Pazar, Ekim 12, 2025

Haftanın En Çok Okunanları

Son Yazılar

Kendine Tanık Olmak: Duyguları Bastırmadan Onlara Alan Açmak

Günlük hayatın koşuşturmasında, yoğun ve rahatsız edici duygular hissettiğimizde ilk içgüdüsel tepkimiz genellikle onları susturmak, görmezden gelmek veya bastırmak olur. İnsan zihni, çoğu zaman kendini korumak için duyguları bastırmaya eğilimlidir. Üzüntüyü görmezden gelmek, öfkeyi kontrol altına almak, korkuyu bastırmak… Bunların hepsi, kısa vadede dayanmak için geliştirdiğimiz stratejilerdir.

Ancak bastırılan her duygu, kendine görünmez bir yer bulur; bedende, düşüncelerde ya da ilişkilerde farklı biçimlerde yeniden ortaya çıkar. Duygulara alan açmak, bu döngüyü kırmanın ve kendimizle daha sağlıklı bir ilişki kurmanın en temel yollarından biridir.

Duyguları Bastırmanın Zararları Nelerdir?

Duygusal bastırma, psikolojide “duygusal kaçınma” olarak da tanımlanır. Bu durum, bireyin rahatsız edici hislerden uzak durmak için bilinçli ya da bilinçdışı biçimde duygularını reddetmesi ya da bastırması anlamına gelir.

Araştırmalar, bu tür bastırma eğilimlerinin uzun vadede depresif belirtileri, anksiyeteyi, bedensel stres tepkilerini ve somatik semptomları (baş ağrısı, yüksek tansiyon gibi) artırabildiğini göstermektedir.

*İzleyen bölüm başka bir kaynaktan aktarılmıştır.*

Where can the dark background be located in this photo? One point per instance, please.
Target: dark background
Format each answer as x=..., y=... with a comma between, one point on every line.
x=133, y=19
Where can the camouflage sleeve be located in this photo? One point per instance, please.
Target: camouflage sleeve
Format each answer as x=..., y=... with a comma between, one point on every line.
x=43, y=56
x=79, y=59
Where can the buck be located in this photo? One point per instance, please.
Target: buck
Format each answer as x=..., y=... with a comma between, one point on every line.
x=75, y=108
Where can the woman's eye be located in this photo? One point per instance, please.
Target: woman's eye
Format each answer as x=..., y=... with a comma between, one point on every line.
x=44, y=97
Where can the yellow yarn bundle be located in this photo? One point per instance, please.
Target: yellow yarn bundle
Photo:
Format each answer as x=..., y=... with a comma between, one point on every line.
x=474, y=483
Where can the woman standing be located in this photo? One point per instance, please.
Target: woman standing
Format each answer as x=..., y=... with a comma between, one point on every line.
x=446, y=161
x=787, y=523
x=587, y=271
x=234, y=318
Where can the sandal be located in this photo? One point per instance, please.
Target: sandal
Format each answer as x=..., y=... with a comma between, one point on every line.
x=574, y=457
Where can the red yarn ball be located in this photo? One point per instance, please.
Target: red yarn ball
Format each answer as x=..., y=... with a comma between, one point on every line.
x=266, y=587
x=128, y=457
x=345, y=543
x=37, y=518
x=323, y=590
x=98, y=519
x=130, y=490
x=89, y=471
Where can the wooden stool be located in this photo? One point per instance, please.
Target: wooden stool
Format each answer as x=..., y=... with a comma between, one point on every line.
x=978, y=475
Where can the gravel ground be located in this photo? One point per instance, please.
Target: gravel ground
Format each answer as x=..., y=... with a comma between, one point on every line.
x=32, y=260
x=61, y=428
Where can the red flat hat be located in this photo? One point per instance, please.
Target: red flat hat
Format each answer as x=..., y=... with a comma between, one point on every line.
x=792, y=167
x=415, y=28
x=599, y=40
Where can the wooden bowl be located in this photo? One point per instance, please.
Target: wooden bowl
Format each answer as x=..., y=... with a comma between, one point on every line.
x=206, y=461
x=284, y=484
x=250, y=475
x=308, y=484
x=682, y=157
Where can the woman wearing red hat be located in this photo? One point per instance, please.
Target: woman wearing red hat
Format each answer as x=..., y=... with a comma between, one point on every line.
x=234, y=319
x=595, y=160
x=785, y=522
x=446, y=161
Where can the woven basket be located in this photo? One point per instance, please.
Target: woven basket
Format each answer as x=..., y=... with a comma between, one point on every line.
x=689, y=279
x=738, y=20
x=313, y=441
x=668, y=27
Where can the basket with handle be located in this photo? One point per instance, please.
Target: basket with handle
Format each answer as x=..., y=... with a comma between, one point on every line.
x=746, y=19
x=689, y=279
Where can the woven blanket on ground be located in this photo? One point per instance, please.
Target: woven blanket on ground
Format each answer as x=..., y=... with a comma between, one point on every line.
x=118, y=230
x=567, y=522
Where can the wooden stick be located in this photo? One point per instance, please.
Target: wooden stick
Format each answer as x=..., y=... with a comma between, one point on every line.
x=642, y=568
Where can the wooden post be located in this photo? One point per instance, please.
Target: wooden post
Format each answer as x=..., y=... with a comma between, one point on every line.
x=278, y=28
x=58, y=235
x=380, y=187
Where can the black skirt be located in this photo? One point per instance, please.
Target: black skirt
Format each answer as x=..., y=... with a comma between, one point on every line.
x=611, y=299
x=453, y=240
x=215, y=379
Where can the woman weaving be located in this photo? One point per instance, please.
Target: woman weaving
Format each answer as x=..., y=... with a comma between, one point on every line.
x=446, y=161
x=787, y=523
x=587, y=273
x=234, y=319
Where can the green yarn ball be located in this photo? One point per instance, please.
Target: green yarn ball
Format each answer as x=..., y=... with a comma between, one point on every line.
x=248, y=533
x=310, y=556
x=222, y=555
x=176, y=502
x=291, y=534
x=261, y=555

Duyguların bastırılması, anlık bir rahatlama sağlasa da zihinsel yükü artırarak kişinin kendisiyle olan bağlantısını zayıflatır.

Bastırmak yerine duygulara alan açmak, bu bağlantıyı yeniden kurmanın ve içsel dengeyi sağlamanın önemli bir parçasıdır.

Kendine Tanık Olmak Nedir?

Kendine tanık olmak, Mindfulness ve Kabul ve Kararlılık Terapisi (ACT) gibi yaklaşımların temelini oluşturan bir bilinç halidir. Bu, deneyimlerinizin içeriğinden (düşünce ve duygularınızdan) bir adım uzaklaşıp, onları gözlemleyen “siz”i fark etmektir.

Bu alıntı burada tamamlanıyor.